2. Ladle 1 cup chili into each of 6 bowls. Divide radish and avocado evenly among bowls. Top each serving with 1 tablespoon cilantro and 1 tablespoon sour cream. Serve with lime wedges.

Tips:

*My hubby and I don’t drink much beer, so I didn’t have any on hand when I was making this recipe. Instead, I substituted some additional beef stock. The substitution worked well, but I do think that the beer would have added some additional depth to the flavor of the dish.
*I followed the instructions and I coated my pan with cooking spray prior to cooking the beef.  However, it seems strange to me to cook the beef with the cooking spray and then add oil to cook the veggies. Next time, I will add the oil at the beginning to help to sear off the beef.  The veggies can then be cooked in the remaining oil and rendered drippings from the beef.
*It was really messy to drain and chop the canned whole tomatoes. Consider crushing the tomatoes in a bowl with a spoon or using canned diced tomatoes to avoid a lot of tomato carnage all over your cutting board (and countertops, if you’re messy like me).
*I generally prefer extra virgin olive oil to canola oil (except in baking and other situations where a lighter flavored oil is necessary), so I would probably substitute olive oil next time.
*I would also use smoked paprika instead of sweet paprika in this dish, because I like my chili to be really smokey.  Either way, be sure to use a good quality paprika!

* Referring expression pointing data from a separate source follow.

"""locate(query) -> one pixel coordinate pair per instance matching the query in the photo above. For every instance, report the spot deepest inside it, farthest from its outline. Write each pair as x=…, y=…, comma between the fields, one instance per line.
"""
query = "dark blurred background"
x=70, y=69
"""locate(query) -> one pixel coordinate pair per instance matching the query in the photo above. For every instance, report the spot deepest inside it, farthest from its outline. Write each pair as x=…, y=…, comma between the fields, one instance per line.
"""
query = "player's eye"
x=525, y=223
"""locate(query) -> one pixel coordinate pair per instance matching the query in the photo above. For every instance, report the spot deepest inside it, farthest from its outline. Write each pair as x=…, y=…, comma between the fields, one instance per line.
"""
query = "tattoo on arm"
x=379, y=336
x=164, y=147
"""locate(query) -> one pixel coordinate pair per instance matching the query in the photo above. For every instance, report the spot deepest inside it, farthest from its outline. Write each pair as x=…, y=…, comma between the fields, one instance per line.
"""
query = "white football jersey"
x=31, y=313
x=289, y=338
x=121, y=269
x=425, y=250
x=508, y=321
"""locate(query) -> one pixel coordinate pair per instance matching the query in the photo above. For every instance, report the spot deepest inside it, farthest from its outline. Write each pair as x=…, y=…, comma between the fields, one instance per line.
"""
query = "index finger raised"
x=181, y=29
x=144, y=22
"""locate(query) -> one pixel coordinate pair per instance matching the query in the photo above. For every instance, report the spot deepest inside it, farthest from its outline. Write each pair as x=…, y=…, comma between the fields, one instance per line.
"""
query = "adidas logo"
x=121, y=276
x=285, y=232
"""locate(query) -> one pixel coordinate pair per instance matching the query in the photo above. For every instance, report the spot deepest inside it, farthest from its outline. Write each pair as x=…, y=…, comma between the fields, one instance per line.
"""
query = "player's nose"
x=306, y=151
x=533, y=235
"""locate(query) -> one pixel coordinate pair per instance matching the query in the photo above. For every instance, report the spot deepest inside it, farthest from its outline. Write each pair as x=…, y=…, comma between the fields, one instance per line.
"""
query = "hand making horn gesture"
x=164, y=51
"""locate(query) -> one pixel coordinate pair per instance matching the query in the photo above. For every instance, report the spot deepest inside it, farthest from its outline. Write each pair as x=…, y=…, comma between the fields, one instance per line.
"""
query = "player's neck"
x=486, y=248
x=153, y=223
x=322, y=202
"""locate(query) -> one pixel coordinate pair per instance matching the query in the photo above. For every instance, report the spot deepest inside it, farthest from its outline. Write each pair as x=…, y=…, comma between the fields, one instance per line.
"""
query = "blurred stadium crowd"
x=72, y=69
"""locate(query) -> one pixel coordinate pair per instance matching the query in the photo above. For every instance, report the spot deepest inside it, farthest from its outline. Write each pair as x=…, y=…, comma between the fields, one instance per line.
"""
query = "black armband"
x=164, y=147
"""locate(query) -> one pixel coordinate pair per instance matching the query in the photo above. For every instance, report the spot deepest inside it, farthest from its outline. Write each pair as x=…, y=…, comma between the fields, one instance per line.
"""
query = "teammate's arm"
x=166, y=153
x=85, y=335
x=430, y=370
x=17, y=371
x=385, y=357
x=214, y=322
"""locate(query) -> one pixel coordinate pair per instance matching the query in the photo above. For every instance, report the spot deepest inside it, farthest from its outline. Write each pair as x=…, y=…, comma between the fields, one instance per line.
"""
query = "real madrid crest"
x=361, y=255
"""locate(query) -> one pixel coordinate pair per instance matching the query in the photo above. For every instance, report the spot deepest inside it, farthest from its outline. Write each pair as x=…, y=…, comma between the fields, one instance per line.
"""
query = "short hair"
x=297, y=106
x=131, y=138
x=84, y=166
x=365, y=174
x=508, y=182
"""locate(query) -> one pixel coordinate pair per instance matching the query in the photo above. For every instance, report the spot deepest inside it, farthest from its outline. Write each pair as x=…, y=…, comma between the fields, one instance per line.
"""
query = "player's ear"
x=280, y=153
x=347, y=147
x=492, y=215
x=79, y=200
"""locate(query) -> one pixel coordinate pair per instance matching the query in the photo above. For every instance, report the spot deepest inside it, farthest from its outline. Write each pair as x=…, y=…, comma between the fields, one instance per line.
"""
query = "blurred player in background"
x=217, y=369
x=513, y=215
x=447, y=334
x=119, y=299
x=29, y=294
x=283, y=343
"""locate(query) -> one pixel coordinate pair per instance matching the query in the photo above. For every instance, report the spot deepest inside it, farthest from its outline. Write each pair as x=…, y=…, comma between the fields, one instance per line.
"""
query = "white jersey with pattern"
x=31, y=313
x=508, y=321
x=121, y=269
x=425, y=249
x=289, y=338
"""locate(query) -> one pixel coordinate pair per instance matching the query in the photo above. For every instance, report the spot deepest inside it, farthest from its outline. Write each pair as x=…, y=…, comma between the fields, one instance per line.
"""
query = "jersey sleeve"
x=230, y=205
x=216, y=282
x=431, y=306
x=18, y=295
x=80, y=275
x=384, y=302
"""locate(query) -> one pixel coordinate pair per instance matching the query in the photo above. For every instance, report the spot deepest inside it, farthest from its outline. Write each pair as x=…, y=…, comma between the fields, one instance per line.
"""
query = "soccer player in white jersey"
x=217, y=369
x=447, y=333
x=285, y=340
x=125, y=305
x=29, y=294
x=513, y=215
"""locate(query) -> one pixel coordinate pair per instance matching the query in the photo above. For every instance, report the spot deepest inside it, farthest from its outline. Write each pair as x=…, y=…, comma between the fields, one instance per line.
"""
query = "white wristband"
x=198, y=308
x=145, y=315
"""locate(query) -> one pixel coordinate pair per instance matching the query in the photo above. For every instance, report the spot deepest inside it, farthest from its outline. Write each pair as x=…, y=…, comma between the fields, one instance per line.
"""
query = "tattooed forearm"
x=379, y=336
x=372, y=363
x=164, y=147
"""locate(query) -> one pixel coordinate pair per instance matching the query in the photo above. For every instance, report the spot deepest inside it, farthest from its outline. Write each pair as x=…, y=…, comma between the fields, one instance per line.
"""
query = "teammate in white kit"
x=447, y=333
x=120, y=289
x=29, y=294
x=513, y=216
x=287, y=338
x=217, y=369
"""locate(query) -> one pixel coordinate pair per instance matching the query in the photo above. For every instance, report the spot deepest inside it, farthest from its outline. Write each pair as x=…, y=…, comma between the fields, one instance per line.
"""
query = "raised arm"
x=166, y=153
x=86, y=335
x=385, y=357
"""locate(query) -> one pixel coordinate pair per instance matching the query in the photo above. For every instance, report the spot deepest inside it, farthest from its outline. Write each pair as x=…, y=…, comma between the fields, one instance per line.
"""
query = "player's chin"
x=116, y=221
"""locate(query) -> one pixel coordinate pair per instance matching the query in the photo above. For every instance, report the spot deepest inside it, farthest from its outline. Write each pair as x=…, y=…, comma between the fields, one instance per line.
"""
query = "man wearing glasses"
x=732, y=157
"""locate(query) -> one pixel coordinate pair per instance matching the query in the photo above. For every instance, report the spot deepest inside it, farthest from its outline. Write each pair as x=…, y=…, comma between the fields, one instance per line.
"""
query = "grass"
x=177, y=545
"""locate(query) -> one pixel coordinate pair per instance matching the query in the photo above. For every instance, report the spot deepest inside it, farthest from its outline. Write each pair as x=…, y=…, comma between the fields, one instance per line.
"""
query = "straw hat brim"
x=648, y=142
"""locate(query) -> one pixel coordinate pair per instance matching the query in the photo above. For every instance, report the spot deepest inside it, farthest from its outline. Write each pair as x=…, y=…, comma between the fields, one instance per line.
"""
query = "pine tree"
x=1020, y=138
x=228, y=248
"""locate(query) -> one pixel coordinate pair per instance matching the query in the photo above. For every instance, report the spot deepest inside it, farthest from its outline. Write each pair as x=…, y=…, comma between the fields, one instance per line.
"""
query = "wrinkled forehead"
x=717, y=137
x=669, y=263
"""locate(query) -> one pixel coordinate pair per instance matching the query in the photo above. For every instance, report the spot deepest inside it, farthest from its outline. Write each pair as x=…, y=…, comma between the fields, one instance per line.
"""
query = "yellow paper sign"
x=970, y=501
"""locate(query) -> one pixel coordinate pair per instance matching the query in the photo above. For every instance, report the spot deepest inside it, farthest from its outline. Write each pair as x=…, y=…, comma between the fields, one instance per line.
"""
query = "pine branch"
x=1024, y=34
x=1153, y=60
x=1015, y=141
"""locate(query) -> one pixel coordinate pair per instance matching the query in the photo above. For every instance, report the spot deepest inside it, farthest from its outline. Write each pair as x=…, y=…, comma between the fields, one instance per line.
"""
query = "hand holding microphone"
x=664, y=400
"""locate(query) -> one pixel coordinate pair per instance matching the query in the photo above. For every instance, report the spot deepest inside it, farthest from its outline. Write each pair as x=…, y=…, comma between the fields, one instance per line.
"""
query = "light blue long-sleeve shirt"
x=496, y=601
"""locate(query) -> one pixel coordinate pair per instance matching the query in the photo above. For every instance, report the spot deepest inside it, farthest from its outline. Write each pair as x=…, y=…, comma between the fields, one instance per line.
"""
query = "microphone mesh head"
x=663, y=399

Nutritional Information per serving:
Serving size: 1/6th of the recipe
Calories per serving: 421
Fat per serving: 23g
Saturated Fat per serving: 6.8g
Fiber per serving: 8.5g
Protein per serving: 21.6g
Carbohydrates per serving: 30.4g


Source:
Cooking Light, Jan/Feb 2010

Did this recipe deserve the cover spotlight?

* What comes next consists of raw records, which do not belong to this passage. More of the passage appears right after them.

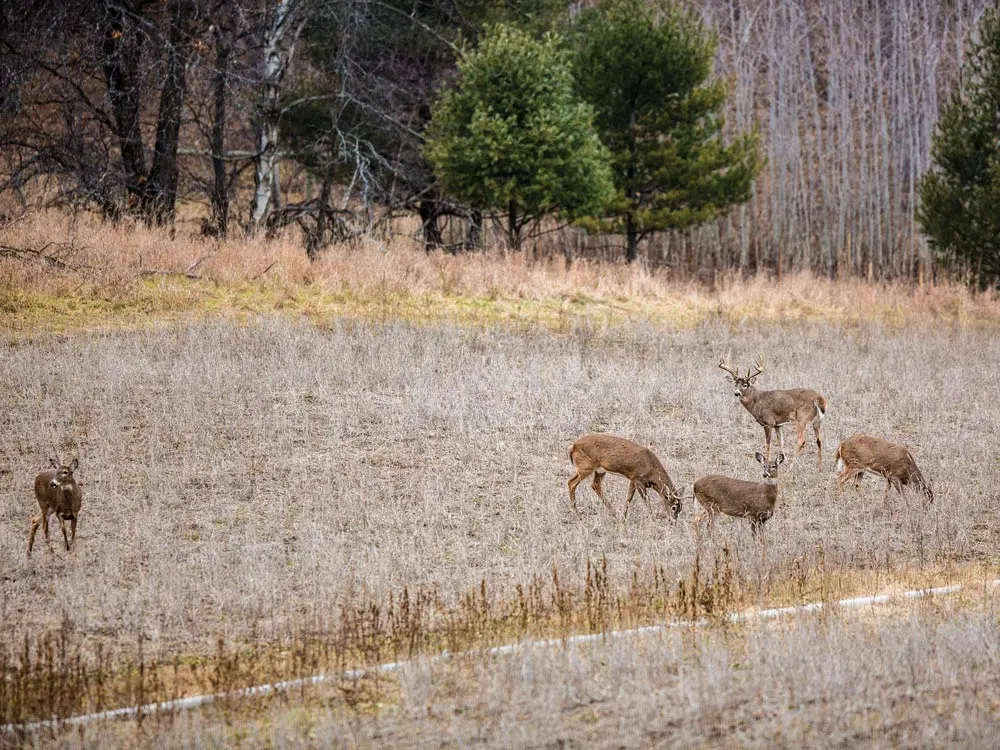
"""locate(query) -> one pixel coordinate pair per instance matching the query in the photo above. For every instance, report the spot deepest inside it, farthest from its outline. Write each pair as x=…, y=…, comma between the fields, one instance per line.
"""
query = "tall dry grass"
x=130, y=272
x=241, y=477
x=267, y=468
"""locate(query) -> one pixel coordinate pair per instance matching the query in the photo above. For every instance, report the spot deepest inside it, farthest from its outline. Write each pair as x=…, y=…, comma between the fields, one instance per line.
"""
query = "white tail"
x=754, y=501
x=597, y=454
x=894, y=463
x=57, y=492
x=772, y=409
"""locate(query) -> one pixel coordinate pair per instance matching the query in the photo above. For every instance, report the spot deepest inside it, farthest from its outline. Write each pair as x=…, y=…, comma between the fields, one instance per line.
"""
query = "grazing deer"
x=751, y=500
x=861, y=453
x=773, y=409
x=597, y=454
x=57, y=492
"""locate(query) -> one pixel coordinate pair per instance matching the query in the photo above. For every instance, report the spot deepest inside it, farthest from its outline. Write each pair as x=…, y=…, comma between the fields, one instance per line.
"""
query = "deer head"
x=745, y=382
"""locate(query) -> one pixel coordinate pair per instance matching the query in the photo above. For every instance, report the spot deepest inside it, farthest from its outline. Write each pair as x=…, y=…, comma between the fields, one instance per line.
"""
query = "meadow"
x=311, y=469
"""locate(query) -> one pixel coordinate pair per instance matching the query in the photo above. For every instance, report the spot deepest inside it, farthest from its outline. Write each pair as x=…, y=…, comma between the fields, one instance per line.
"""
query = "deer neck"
x=770, y=490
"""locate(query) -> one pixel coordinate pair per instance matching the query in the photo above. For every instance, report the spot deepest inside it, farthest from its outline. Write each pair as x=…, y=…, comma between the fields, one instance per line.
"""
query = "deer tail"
x=820, y=403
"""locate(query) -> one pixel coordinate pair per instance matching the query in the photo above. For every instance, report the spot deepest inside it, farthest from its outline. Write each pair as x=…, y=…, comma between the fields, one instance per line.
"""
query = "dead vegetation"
x=319, y=496
x=67, y=274
x=294, y=468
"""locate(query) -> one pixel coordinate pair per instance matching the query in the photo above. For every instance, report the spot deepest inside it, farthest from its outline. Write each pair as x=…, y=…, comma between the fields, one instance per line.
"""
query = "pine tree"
x=511, y=137
x=959, y=207
x=645, y=67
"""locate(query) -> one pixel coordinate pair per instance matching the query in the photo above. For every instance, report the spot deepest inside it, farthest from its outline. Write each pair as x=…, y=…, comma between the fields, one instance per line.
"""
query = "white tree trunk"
x=279, y=45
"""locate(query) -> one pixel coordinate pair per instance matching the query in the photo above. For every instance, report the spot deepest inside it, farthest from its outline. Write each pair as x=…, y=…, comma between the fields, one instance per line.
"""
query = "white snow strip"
x=195, y=701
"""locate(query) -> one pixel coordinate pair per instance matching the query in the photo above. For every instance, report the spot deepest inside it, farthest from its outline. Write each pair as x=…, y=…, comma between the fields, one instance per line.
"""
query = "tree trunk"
x=513, y=228
x=279, y=46
x=474, y=239
x=121, y=50
x=163, y=175
x=631, y=239
x=220, y=189
x=429, y=212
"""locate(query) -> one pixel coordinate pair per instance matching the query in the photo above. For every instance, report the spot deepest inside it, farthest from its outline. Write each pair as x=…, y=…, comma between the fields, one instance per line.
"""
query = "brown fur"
x=772, y=409
x=57, y=492
x=861, y=453
x=597, y=454
x=754, y=501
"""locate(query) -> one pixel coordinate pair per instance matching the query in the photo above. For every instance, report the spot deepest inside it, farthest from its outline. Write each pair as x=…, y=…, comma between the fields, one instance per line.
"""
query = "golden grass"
x=120, y=277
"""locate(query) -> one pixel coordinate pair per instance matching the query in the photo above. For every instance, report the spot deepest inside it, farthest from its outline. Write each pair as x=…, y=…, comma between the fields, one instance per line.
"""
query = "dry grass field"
x=307, y=478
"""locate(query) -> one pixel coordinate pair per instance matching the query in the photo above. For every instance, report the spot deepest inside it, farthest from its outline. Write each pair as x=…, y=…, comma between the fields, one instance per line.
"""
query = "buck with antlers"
x=754, y=501
x=57, y=492
x=894, y=463
x=598, y=454
x=774, y=409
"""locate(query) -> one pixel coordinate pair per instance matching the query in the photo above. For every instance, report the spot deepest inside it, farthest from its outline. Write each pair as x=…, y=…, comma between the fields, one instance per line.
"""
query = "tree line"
x=796, y=136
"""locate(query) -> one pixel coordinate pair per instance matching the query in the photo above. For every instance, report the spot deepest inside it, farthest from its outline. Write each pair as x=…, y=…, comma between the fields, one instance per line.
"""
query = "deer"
x=860, y=453
x=754, y=501
x=599, y=454
x=774, y=409
x=57, y=491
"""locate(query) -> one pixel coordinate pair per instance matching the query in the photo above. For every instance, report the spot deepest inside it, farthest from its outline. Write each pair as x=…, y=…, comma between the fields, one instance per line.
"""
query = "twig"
x=187, y=273
x=27, y=253
x=254, y=278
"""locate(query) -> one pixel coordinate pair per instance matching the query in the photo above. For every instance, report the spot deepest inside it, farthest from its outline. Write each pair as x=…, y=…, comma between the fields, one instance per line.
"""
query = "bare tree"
x=282, y=27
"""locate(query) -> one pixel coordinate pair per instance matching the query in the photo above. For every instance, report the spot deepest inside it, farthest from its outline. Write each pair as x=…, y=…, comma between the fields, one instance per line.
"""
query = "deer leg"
x=628, y=499
x=62, y=526
x=645, y=495
x=817, y=425
x=671, y=504
x=697, y=522
x=800, y=435
x=597, y=484
x=574, y=481
x=31, y=534
x=45, y=529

No. While I thought this was a decent chili recipe, I don’t think it lived up to the claim of being the “best.” I also found it interesting that this recipe had the most calories and fat of the three chili recipes featured in the issue. I would have much rather seen the all-veggie chili on the cover because I think it better represents Cooking Light and sounds just as flavorful!

By day, Jen works in the IT field as a systems analyst & database developer. After work, she spends much of her free time in the kitchen cooking and baking for family & friends. Jen can be found writing about food on her blog: My Kitchen Addiction.

5 Responses to “Beef and Pinto Bean Chili”

  1. 1

    Jessica @ How Sweet It Is — February 8, 2010 @ 10:47 am

    I was just reading this Cooking Light in bed last night! I was wondering about the chili because I never make chili the same way. I also love smoked paprika so I bet it would have been great in there. Thanks for the review, Jen! :)

  2. 2

    The Teacher Cooks — February 8, 2010 @ 2:14 pm

    Loved your honesty in rating the chili. Looking forward to reading more of these reviews.

  3. 3

    BethieofVA — February 9, 2010 @ 6:22 am

    I had that dogged ear to make, now will pass. Thanks for a great review!!

  4. 4

    Fuji Mama — February 10, 2010 @ 10:22 am

    Jen, I loved your notes and ultimate conclusion on this recipe. I thought it was informative and well thought out. AWESOME REVIEW! Lori, thanks for asking Jen to write one of these–I hope you have her do one again in the future!!

  5. 5

    Jaz — March 7, 2010 @ 1:40 pm

    (Yes, I’m coming at this late.) I wonder if I can get a back issue of this! It sounds like something I would enjoy reading. One tip: If you have kitchen shears, just open the can of whole tomatoes, and use your kitchen shears to slice them up in the can. No muss, no fuss.